For all types of fabrics:

  • STeP by OEKO-TEX®: STeP by OEKO-TEX® is an independent certification system for brands, retailers, and manufacturers from the textile and leather industry. It communicates organizational environmental measures, including reducing carbon footprint and water usage.
  • OEKO-TEX® Standard 100: OEKO-TEX® labels aim to ensure that products pose no risk to human health (i.e., containing banned chemicals). 

Some certifications that are signaling brands’ efforts toward lowered environmental impacts and a circular economy are: 

  • B Corp Certification: The label B Corp is a certification reserved for for-profit companies. Certified holders are assessed on their social and environmental impacts. 
  • Cradle2Cradle certification: Cradle2Cradle provides a standardized approach to material circularity. It assesses whether products have been suitably designed and made with the circular economy in mind covering five critical categories: material health, material reuse, renewable energy and carbon management, water stewardship, and social fairness.

Final Thoughts

Recycled nylon fabrics are generally sustainable. Mechanically recycled polyester fabrics, in particular, are considered one of the most sustainable textile materials. 

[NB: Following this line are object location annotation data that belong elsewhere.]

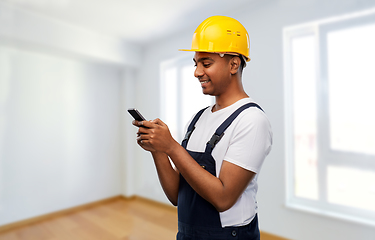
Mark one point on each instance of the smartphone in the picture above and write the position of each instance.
(136, 115)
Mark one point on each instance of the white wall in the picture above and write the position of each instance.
(59, 133)
(62, 108)
(263, 80)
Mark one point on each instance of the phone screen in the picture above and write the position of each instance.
(136, 114)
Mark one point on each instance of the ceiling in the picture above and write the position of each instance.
(138, 21)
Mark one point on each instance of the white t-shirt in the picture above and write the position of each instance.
(246, 143)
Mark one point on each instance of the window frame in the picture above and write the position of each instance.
(319, 30)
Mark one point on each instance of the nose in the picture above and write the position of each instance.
(198, 71)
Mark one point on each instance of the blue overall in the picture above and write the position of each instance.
(197, 218)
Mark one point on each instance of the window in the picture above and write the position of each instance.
(330, 116)
(181, 95)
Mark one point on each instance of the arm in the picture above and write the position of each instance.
(221, 192)
(169, 178)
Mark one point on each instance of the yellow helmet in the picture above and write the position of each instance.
(219, 34)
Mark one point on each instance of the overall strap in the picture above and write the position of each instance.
(192, 127)
(219, 133)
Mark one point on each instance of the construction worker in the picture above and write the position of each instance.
(214, 182)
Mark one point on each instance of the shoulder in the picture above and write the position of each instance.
(252, 120)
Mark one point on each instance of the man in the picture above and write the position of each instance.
(214, 182)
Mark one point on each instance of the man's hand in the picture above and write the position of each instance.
(154, 136)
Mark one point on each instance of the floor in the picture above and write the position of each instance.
(118, 219)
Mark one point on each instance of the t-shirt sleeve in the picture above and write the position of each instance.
(251, 141)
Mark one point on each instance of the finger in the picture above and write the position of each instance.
(143, 130)
(148, 124)
(158, 122)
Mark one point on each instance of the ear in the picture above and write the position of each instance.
(235, 64)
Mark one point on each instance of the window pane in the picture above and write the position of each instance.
(351, 75)
(351, 187)
(304, 107)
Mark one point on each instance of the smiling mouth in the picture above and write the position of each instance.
(202, 82)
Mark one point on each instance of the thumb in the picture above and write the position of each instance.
(159, 122)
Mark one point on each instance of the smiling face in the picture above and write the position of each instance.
(213, 72)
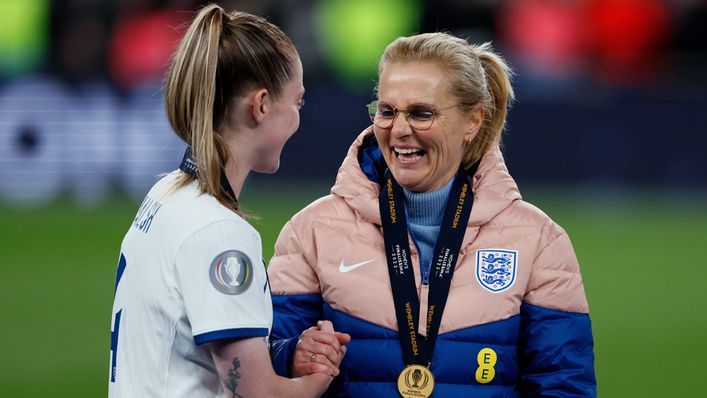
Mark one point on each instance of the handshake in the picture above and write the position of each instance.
(320, 349)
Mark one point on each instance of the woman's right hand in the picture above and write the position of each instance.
(320, 349)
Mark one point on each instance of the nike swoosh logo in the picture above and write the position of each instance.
(349, 268)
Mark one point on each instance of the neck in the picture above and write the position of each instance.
(238, 165)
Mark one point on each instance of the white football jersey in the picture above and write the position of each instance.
(190, 272)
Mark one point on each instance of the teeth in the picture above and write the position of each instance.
(407, 151)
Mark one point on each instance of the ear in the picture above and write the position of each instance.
(476, 119)
(259, 104)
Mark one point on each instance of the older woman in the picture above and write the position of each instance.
(425, 253)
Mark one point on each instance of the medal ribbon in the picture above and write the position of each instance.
(416, 348)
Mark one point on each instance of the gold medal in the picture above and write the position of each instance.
(416, 381)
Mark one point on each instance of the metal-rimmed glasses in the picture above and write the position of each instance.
(419, 116)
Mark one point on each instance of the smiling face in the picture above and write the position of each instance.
(423, 161)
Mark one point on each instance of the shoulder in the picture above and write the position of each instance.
(522, 213)
(325, 209)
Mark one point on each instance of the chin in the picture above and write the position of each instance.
(267, 168)
(405, 180)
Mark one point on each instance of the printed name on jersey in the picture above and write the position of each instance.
(146, 213)
(496, 269)
(231, 272)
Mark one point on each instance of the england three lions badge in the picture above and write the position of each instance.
(496, 269)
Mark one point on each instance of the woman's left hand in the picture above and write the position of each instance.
(320, 349)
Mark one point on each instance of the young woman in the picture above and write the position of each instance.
(192, 309)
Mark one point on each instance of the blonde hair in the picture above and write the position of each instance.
(477, 75)
(221, 56)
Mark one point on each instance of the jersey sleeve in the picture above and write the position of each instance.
(222, 281)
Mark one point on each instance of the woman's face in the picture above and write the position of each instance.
(281, 124)
(425, 160)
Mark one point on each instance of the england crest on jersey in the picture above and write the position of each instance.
(496, 269)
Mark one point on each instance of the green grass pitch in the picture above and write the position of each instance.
(643, 258)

By purchasing new or pre-loved recycled nylon clothes from brands that commit to sustainability, you support their mission to create a fairer and less harmful textile industry for all lives on Earth. 

Here is the list (again) of the most sustainable hemp clothing brands:

  • Patagonia
  • Mara Hoffman 
  • Finisterre
  • Ecoalf 
  • ASKET
  • Girlfriend Collective 
  • Vitamin A
  • Swedish Stockings
  • Elle Evans 
  • Organic Basics

While recycling plastic and textile waste to make recycled nylon lifts the pressure on resources, including nonrenewable fossil reserves, the end products still have the same usage and end-of-life challenges as virgin nylon. 

So, to make your usage more sustainable, do the following:

  • Opt for recycled nylon fabrics if your clothing items don’t require regular washing (think outdoor jackets and accessories).
  • Buy second-hand when possible.
  • While using recycled nylon products, maximize the number of wear between washes, apply best practices for washing synthetic fabrics (full load in front loading washing machine with a microfiber filter or a Guppyfriend bag), and keep the items as long as possible.
  • At the end of recycled nylon products, upcycle the material to extend its usage and arrange for it to be recycled or properly disposed of.